The real question here is do we care whether or not reporters do as Pulitzer said? Eager to hear details without delay, the masses can’t seem to get enough of this irresponsible brand of news, so producers keep churning it out. The quick rise of CNN on cable, and subsequenty Fox News, MSNBC, and a host of others, proves that sensationalism has become the preferred format.
The meteoric rise of huge media conglomerates also is rooted in the public’s tendency to watch whatever is on. This is made obvious when cable news channels broadcast hours of an executive plane circling the runway because it has faulty landing gear. Viewers sit there watching that plane because they have a TV and they want to be passive. After a hard day at the office or taking care of a family, or just in the breakroom at work, they want that flickering box to entertain them. To borrow from Pulitzer’s quote, they are “guided by its light.”

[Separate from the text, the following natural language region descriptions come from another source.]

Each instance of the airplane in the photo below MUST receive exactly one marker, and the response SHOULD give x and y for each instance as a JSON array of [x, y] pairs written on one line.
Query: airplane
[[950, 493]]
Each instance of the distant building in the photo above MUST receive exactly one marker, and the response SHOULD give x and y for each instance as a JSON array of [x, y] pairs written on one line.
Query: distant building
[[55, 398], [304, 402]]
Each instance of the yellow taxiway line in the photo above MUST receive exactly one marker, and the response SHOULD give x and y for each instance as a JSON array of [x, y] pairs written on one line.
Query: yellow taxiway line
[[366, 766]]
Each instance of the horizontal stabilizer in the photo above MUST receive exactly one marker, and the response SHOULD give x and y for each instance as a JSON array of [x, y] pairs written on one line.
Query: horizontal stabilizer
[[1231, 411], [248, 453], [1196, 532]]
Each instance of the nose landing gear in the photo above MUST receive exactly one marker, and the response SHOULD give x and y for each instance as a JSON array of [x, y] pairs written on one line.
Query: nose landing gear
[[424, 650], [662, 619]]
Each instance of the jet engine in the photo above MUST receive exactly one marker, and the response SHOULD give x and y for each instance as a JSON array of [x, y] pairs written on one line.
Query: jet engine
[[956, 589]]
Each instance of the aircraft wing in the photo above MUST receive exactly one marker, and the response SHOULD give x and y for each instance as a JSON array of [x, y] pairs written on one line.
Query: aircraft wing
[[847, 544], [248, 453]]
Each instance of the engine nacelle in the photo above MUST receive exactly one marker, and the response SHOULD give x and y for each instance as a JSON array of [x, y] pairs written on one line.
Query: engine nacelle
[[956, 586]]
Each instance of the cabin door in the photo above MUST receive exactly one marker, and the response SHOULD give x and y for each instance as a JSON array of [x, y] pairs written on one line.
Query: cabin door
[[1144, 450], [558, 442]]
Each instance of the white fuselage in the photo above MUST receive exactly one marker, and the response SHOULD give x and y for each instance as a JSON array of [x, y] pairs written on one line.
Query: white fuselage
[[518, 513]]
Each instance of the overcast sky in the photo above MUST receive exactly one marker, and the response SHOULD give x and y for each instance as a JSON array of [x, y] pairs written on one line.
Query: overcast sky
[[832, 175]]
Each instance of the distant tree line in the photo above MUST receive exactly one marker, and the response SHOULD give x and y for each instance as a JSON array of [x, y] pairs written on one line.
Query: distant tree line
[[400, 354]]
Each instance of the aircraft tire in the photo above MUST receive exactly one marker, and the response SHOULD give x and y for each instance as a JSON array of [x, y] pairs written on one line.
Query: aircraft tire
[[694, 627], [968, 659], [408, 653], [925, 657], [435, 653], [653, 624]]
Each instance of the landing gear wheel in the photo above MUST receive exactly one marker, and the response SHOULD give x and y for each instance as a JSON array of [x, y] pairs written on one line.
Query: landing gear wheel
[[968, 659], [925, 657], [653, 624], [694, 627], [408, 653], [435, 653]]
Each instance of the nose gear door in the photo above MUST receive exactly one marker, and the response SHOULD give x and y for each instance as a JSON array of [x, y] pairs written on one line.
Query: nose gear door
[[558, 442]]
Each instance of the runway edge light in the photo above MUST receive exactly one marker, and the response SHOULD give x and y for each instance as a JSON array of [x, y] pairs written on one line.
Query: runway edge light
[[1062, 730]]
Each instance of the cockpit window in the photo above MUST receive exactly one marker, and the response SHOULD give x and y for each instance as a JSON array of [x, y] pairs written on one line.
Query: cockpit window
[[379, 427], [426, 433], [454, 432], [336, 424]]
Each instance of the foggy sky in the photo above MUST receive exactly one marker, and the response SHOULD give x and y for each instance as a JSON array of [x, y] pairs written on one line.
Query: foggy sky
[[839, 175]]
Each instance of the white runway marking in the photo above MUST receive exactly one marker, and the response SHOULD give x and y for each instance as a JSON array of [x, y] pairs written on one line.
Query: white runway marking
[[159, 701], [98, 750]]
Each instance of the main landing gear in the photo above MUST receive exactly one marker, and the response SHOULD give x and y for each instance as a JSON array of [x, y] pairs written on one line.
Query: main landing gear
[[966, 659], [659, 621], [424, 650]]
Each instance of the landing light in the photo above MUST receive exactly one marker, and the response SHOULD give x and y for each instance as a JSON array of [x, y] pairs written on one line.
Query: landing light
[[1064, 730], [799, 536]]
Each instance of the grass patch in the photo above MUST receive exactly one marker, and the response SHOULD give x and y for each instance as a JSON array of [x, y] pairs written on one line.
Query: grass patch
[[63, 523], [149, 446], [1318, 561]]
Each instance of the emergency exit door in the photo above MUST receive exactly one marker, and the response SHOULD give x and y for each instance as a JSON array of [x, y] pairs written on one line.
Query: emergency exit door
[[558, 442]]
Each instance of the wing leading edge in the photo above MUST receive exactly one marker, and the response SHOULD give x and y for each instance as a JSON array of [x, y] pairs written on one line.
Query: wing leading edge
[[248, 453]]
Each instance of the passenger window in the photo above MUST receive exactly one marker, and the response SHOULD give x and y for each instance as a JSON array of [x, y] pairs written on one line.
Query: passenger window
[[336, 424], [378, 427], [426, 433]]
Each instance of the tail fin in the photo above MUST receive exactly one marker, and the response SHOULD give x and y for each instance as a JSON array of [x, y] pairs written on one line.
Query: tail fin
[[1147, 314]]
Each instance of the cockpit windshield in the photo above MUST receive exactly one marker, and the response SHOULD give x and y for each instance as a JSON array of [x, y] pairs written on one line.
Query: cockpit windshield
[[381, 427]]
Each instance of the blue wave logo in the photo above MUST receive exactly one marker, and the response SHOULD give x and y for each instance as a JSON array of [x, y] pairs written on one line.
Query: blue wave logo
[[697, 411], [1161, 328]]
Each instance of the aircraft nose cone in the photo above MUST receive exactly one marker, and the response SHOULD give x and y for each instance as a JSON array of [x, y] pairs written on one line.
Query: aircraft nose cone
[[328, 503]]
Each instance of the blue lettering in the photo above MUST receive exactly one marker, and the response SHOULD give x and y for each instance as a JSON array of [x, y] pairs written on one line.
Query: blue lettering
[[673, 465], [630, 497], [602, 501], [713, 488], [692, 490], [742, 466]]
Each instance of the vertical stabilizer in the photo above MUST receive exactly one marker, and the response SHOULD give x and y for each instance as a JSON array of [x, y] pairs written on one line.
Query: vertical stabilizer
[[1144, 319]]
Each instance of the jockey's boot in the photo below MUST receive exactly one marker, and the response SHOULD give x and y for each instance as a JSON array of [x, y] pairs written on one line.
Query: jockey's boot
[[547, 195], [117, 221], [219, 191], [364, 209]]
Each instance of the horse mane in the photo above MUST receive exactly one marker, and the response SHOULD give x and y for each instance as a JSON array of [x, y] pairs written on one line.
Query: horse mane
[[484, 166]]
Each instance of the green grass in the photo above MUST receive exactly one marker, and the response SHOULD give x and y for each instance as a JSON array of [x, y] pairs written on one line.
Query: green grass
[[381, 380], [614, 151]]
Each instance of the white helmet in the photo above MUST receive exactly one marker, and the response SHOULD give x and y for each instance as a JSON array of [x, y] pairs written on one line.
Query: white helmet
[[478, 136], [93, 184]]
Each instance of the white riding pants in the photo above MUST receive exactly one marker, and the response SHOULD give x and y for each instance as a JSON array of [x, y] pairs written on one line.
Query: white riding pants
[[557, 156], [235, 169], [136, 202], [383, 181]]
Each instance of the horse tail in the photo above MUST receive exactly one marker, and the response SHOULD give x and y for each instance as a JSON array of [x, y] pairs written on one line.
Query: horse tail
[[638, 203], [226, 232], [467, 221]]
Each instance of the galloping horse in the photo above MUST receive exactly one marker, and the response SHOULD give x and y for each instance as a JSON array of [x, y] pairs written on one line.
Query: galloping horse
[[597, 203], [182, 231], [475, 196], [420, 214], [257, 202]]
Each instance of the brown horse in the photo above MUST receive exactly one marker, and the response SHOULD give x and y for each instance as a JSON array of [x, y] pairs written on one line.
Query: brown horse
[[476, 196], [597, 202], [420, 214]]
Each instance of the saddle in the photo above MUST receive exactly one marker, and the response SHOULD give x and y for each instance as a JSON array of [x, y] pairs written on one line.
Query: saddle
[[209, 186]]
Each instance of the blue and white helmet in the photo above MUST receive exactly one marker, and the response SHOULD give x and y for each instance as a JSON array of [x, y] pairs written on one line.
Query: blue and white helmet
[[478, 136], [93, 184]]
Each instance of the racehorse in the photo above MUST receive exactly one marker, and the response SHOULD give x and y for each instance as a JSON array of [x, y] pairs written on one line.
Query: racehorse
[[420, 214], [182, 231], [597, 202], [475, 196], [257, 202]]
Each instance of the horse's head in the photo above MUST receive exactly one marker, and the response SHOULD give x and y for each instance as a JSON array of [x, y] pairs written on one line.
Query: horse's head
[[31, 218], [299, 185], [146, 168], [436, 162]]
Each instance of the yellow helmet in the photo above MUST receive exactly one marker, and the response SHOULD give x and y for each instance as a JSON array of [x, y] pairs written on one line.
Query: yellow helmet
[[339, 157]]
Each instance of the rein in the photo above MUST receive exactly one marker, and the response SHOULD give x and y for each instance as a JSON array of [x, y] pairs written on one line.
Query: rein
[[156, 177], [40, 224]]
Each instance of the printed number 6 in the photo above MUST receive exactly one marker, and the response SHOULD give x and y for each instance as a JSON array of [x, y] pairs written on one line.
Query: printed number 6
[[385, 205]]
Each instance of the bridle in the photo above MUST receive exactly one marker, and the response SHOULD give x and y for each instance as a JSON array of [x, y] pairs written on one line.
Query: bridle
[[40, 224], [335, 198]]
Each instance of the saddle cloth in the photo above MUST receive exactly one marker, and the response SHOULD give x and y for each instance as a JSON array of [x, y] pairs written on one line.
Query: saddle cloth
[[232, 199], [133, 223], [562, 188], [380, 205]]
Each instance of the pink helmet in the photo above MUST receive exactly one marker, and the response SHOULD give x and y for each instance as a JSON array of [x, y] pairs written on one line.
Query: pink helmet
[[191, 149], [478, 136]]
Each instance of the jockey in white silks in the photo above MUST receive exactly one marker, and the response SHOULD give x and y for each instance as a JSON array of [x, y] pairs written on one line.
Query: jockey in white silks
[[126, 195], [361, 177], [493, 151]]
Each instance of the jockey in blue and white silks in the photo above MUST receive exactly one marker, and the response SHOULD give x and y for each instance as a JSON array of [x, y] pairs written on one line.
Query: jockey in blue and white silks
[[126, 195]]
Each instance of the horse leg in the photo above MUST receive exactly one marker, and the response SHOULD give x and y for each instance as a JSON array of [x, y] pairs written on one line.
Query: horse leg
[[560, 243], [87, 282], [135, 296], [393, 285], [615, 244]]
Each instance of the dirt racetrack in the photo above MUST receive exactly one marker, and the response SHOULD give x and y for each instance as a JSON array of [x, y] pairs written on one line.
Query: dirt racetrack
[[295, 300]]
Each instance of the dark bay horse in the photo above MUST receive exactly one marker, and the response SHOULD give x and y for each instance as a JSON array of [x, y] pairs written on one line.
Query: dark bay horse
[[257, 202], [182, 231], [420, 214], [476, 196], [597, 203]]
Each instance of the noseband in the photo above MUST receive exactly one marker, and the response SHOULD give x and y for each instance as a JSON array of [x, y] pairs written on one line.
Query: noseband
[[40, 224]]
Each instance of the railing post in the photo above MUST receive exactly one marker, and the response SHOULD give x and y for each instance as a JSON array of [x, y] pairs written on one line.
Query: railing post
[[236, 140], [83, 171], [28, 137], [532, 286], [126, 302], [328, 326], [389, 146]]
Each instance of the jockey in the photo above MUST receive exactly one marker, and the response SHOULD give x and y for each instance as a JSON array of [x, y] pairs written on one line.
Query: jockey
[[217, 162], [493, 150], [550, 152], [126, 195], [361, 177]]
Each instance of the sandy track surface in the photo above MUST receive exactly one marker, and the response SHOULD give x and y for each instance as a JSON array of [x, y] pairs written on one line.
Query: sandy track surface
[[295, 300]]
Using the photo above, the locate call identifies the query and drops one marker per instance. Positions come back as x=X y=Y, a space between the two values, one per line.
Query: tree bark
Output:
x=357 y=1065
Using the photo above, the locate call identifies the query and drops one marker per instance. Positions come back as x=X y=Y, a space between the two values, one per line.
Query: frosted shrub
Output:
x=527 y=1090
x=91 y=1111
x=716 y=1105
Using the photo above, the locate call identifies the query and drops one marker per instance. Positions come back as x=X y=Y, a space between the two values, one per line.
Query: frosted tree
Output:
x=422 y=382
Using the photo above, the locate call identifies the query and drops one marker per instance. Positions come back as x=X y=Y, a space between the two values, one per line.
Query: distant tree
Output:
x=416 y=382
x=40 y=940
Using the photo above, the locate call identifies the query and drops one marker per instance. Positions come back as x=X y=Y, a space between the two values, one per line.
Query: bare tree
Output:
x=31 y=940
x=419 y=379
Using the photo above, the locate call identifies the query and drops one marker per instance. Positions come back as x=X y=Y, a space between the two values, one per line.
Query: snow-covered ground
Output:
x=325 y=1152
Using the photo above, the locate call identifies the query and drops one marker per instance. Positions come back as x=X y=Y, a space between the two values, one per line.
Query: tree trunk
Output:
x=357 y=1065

I saw a ray of hope in the growing number of people who have turned away from TV in favor of their computers. This at least showed that not everybody was satisfied with taking whatever was offered. Instead, it allowed and even required them to choose what they wanted to read. They didn’t care that pretty people on TV were reading news into the camera.
However, that hope turned dark. The Internet made timely reporting and worldwide distribution much cheaper, and with the increasing prevalance of broadband Internet connections, the pretty people are online, too. Rather than spending their time reading quality, in-depth stories, Internet users will view a two-minute clip, and the written word will once again be relegated to the benchwarmer role.
There are no doubt many journalists who believe in and try to meet Pulitzer’s challenge. I used to work with a whole newsroom full of them. Because those who buy news want it fast instead of right, these ethically bound individuals are a dying breed.
Disclaimer: There’s nothing inherently wrong with pretty people. Like anything else, however, they can be used for evil.